Amsterdam

A helping hand towards climate-neutral operations

Amsterdam

The City of Amsterdam is working to achieve climate-neutral operations. This objective encompasses various domains, including mobility, energy and asset management. For the latter of these domains, the municipality commissioned us to carry out the Civil Assets Sustainability Study: a baseline measurement intended to serve as input for the municipality’s strategy and policy to reduce the CO2-eq footprint and raw material use of its assets.

Amsterdam has an impressive portfolio of civil assets, from movable bridges to quay walls, locks and tunnels. New assets must be realised, and existing assets must be maintained, renovated or replaced. These activities lead to CO2-eq emissions. The challenge is to reduce those emissions where possible to help the City of Amsterdam achieve its climate targets.

Detective work

In our study, which focused on all bridges, embankment structures and locks, we mapped out the environmental and climate impact (ECI) and climate impact (CO2-eq). We also studied the material use and probable scenarios for these assets at the end of their service life.
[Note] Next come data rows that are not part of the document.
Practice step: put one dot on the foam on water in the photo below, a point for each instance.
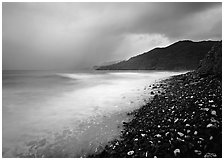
(46, 115)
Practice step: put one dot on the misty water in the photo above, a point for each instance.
(69, 114)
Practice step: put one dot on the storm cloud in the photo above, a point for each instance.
(81, 35)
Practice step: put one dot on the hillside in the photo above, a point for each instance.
(212, 62)
(182, 55)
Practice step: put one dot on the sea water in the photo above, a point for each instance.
(69, 114)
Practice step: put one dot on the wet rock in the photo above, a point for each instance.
(180, 134)
(176, 151)
(130, 153)
(210, 155)
(198, 152)
(213, 113)
(210, 126)
(158, 135)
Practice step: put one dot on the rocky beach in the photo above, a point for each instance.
(184, 119)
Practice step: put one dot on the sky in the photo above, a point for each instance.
(46, 36)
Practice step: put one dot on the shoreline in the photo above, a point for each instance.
(184, 119)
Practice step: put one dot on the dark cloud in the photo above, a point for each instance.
(80, 35)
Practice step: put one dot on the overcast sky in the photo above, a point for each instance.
(80, 35)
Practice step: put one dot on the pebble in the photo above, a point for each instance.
(210, 125)
(176, 151)
(130, 153)
(213, 113)
(210, 101)
(210, 155)
(205, 109)
(198, 152)
(158, 136)
(180, 134)
(187, 125)
(166, 134)
(143, 135)
(176, 120)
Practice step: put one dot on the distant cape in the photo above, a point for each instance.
(182, 55)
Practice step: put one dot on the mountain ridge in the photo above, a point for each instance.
(181, 55)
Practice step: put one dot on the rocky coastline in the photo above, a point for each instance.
(184, 119)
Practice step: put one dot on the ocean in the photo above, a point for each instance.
(69, 114)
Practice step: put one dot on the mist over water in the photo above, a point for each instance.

We carried out this exercise in detail for 60 assets, and then extrapolated the results for the entire portfolio of each asset type. We completed the detailed study based on a wide variety of data about the municipality’s civil asset portfolio (AIP; Amsterdam Inspection Portal). Given the age of some structures, we sometimes had to use sketches that were several centuries old. In short, there was a lot of detective work.

Low-hanging fruit

Our study will help the City of Amsterdam to analyse its material use, climate (CO2-eq) and environmental (ECI) footprint of its total civil asset portfolio at the level of individual assets. The guiding principle is that one-to-one replacement (new-built) will not improve the CO2-eq impact, circularity and reuse of materials. The obvious next step is to study alternatives. To achieve this, the municipality has access to information about the most promising opportunities (low-hanging fruit) to reduce CO2-eq emissions and optimise material use at the level of the total civil asset portfolio, individual assets and materials.

Wood construction

Using wood to build cycle bridges can result in a lower CO2-eq impact than building with concrete or steel. Our experts can analyse the technical feasibility and projected environmental benefits of using such materials. This asset-related information is shown on a timeline – from 2024 to the end of the service life – so the municipality can develop plans to make its assets sustainable in a structured way and at specific times to achieve its targets for reducing CO2-eq emissions, environmental impact and reuse.